Studies on anti-hepatocarcinoma effect, pharmacokinetics and tissue distribution of carboxymethyl chitosan based norcantharidin conjugates

•Carboxymethyl chitosan (CMCS) covalently conjugated with norcantharidin (NCTD).•CNC possessed enhanced antitumor activity and reduced systemic toxicity.•CNC exhibited different pharmacokinetics and tissue distribution with NCTD.•CNC could serve as a potential therapeutic candidate for NCTD in tumor therapy. Aiming to enhance therapeutic efficiency and reduce toxic effect of norcantharidin (NCTD), NCTD-conjugated carboxymethyl chitosan (CMCS) conjugates (CNC) were prepared and evaluated for the treatment of hepatocellular carcinoma. In vitro cellular assays revealed that CNC conjugates possessed potent inhibitory effects on the proliferation and migration of BEL-7402 cells. Besides, CNC could change nuclear morphology of tumor cells.
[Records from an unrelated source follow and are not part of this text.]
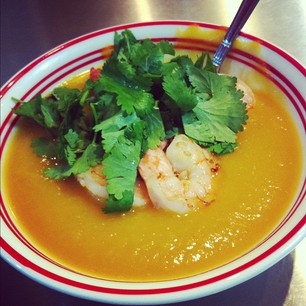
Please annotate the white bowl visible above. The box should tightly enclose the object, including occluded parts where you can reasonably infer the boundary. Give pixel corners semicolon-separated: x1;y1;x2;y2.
0;21;306;305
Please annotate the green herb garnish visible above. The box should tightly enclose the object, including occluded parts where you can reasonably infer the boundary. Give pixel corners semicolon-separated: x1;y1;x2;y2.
14;30;248;213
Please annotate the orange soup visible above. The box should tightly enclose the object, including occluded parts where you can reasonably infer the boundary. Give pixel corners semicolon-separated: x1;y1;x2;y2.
3;63;302;281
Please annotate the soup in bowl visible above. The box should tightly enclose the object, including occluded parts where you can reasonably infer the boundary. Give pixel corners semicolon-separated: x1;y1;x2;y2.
1;21;306;304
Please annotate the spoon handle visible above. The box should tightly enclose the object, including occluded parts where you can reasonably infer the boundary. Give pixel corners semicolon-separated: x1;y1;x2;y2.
212;0;259;68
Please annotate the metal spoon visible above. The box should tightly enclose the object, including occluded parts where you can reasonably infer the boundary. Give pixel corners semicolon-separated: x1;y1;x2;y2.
212;0;259;71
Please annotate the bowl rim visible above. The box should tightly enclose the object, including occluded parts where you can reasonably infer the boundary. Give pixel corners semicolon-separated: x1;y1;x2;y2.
0;20;306;304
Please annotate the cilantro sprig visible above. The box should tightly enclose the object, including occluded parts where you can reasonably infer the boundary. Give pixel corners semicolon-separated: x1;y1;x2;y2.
14;30;247;213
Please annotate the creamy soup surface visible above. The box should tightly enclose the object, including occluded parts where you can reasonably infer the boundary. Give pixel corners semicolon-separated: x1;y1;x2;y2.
3;32;302;281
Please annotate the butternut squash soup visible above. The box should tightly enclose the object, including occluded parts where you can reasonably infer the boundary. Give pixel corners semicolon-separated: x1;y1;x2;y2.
3;31;302;281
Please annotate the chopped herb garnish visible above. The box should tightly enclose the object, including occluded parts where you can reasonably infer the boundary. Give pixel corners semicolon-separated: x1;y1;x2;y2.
14;30;248;213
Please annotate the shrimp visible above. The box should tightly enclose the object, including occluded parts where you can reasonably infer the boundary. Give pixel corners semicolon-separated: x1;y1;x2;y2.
138;135;218;214
76;164;150;207
236;78;255;109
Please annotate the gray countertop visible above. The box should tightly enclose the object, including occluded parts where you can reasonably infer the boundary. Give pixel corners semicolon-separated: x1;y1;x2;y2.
0;0;306;306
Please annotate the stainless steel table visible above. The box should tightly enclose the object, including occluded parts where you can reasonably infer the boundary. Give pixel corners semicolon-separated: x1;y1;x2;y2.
0;0;306;306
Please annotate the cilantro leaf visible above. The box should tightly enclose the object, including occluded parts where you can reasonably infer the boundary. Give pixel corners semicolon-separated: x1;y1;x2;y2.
163;70;198;112
95;76;155;115
102;136;141;213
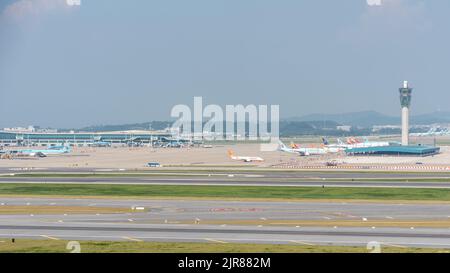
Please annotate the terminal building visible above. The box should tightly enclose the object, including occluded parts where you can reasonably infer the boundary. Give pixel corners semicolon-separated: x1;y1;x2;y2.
0;131;171;146
345;81;440;156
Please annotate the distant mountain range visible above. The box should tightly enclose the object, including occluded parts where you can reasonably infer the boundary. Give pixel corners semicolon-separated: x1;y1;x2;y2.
284;111;450;127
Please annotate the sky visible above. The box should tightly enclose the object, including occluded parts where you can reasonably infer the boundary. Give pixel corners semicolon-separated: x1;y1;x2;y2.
0;0;450;128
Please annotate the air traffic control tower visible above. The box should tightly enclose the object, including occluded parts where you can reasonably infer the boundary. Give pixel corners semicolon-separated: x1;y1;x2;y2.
399;81;412;146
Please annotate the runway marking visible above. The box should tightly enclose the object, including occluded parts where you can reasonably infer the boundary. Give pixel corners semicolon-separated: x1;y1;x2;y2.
289;240;315;246
0;233;450;248
381;243;408;248
39;235;59;241
205;238;228;244
122;236;143;242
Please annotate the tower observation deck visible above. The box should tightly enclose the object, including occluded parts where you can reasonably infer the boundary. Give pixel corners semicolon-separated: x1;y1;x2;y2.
399;81;412;146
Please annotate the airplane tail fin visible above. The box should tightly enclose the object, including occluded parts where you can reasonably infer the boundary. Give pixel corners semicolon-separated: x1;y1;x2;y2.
291;142;299;149
278;140;286;150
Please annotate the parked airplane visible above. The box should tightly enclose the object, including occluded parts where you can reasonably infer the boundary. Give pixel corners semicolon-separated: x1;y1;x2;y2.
322;137;391;150
278;140;328;156
17;146;72;156
228;150;264;162
90;141;111;147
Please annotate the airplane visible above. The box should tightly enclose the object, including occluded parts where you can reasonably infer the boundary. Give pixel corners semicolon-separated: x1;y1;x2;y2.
228;149;264;162
17;146;72;157
91;141;111;147
278;140;328;156
322;137;392;150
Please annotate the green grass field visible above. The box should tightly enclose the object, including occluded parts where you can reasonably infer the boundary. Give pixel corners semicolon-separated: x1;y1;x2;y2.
0;183;450;201
0;239;450;253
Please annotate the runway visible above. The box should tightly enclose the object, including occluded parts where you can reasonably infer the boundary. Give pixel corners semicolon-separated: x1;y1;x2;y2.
0;176;450;189
0;198;450;248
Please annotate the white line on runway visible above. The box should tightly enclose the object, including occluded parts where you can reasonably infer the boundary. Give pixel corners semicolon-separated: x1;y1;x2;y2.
122;236;143;242
0;234;450;248
290;240;314;246
205;238;228;244
39;235;59;240
381;243;407;248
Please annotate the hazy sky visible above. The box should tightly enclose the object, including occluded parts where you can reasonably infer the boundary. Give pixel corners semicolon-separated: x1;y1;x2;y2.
0;0;450;128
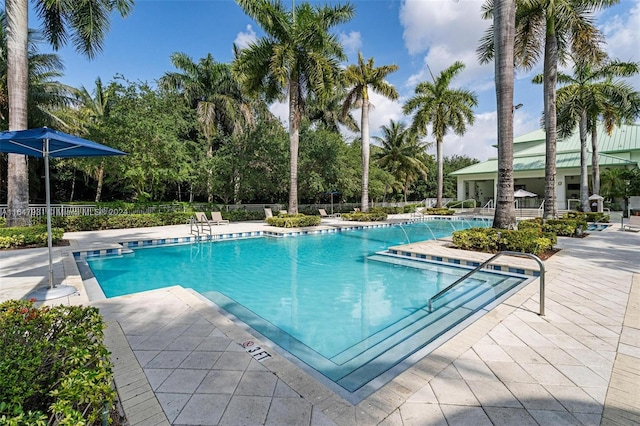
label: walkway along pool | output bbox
[86,221,532,402]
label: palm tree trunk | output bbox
[5,0,31,226]
[96,160,104,203]
[289,77,300,214]
[436,139,444,209]
[493,0,516,229]
[591,126,600,194]
[543,21,558,219]
[579,111,590,212]
[360,94,370,212]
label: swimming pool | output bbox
[87,220,527,400]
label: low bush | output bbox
[422,207,456,216]
[340,209,387,222]
[453,228,557,255]
[0,300,116,425]
[267,214,321,228]
[0,225,64,249]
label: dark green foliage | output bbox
[0,225,64,249]
[0,300,116,425]
[422,207,455,216]
[341,209,387,222]
[267,214,321,228]
[453,228,557,255]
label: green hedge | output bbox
[340,209,387,222]
[267,213,321,228]
[0,300,116,425]
[0,225,64,249]
[453,228,557,255]
[422,207,456,216]
[518,218,587,237]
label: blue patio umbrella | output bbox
[0,127,126,300]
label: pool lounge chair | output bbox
[318,209,340,219]
[189,212,211,234]
[622,216,640,232]
[210,212,229,225]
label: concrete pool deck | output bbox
[0,221,640,425]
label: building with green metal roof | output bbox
[451,124,640,209]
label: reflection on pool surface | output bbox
[87,221,526,398]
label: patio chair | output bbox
[211,212,229,225]
[318,209,340,219]
[189,212,211,234]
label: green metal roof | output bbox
[450,124,640,176]
[449,152,637,176]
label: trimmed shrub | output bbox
[267,213,321,228]
[453,228,557,255]
[340,209,387,222]
[422,207,456,216]
[0,225,64,249]
[0,300,116,425]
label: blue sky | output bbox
[38,0,640,160]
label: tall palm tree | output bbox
[544,58,640,211]
[5,0,133,226]
[403,61,478,207]
[373,120,428,202]
[492,0,516,229]
[342,52,399,212]
[75,77,113,203]
[478,0,619,218]
[233,0,354,214]
[159,53,255,202]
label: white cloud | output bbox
[338,31,362,54]
[233,24,258,49]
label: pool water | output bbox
[87,220,525,392]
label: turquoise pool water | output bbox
[87,221,524,392]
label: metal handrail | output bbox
[429,251,545,316]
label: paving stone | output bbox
[174,394,231,426]
[220,395,270,426]
[400,402,447,426]
[157,369,207,393]
[196,370,242,394]
[483,407,538,426]
[265,398,311,426]
[156,392,191,423]
[467,381,522,408]
[440,404,493,426]
[178,351,222,370]
[429,377,480,405]
[505,382,564,411]
[145,351,191,368]
[529,410,581,426]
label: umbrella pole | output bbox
[44,139,54,288]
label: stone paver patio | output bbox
[0,221,640,425]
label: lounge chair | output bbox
[318,209,340,219]
[211,212,229,225]
[622,216,640,232]
[189,212,211,234]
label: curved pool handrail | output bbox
[429,250,545,316]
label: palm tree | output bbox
[75,77,113,203]
[373,120,428,202]
[5,0,133,226]
[403,61,478,207]
[492,0,516,229]
[342,52,398,212]
[233,0,354,214]
[478,0,619,218]
[544,58,639,211]
[159,53,254,202]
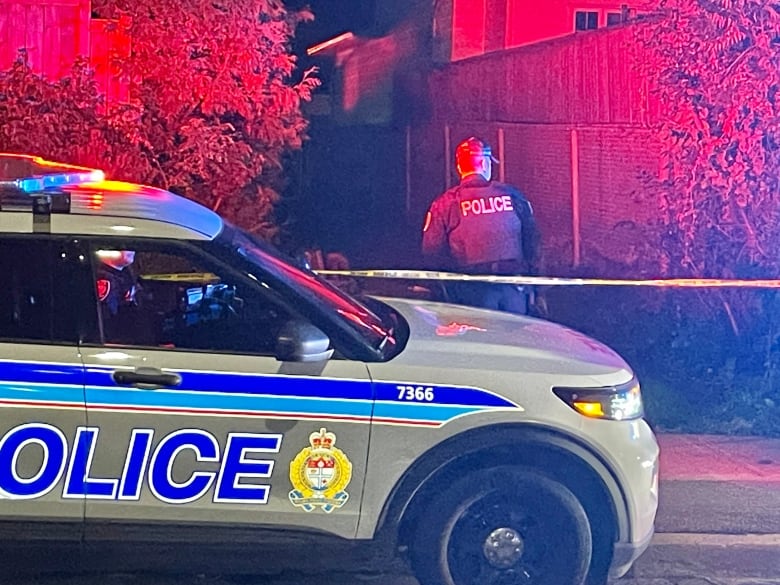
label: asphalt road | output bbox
[2,481,780,585]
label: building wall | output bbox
[0,0,90,79]
[410,25,660,270]
[0,0,130,103]
[442,0,658,61]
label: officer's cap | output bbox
[455,136,498,163]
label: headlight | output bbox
[553,378,645,420]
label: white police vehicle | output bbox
[0,155,658,585]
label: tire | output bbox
[410,466,592,585]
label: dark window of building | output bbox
[574,10,599,30]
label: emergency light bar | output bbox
[0,154,106,195]
[14,170,106,194]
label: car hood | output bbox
[381,298,632,384]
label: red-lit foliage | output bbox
[640,0,780,276]
[0,0,318,236]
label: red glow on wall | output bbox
[89,18,130,104]
[0,0,130,103]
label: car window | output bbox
[91,243,291,355]
[0,237,83,342]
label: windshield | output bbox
[218,224,393,350]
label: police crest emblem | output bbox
[290,428,352,514]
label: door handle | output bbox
[111,368,181,388]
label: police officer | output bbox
[97,250,136,317]
[422,137,539,314]
[96,250,156,345]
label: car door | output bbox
[0,234,91,540]
[82,240,372,540]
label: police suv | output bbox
[0,155,658,585]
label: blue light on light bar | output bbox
[15,170,106,193]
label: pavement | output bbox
[658,433,780,482]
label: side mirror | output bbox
[276,321,333,362]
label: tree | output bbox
[0,0,319,237]
[638,0,780,276]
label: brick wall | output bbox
[0,0,130,103]
[412,20,660,269]
[0,0,90,79]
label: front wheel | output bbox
[411,466,592,585]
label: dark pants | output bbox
[446,282,528,315]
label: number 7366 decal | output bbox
[395,384,435,402]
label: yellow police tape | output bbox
[316,270,780,288]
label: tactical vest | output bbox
[448,183,523,272]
In comparison with free NCTD at equivalent dose, CNC exerted enhanced therapeutic efficiency and diminished systemic toxicity in H22 tumor-bearing mice with a tumor inhibition rate of 56.20%. Further investigation about pharmacokinetics and tissue distribution by high performance liquid chromatography (HPLC) analysis indicated that CNC showed a longer retention time in blood circulation and reduced distribution in heart and kidney tissues, thereby exerting different antitumor efficacy and toxicity compared with free NCTD. Our results suggested that CNC conjugates based on CMCS as polymer carriers might be used as a potential clinical alternative for NCTD in tumor therapy.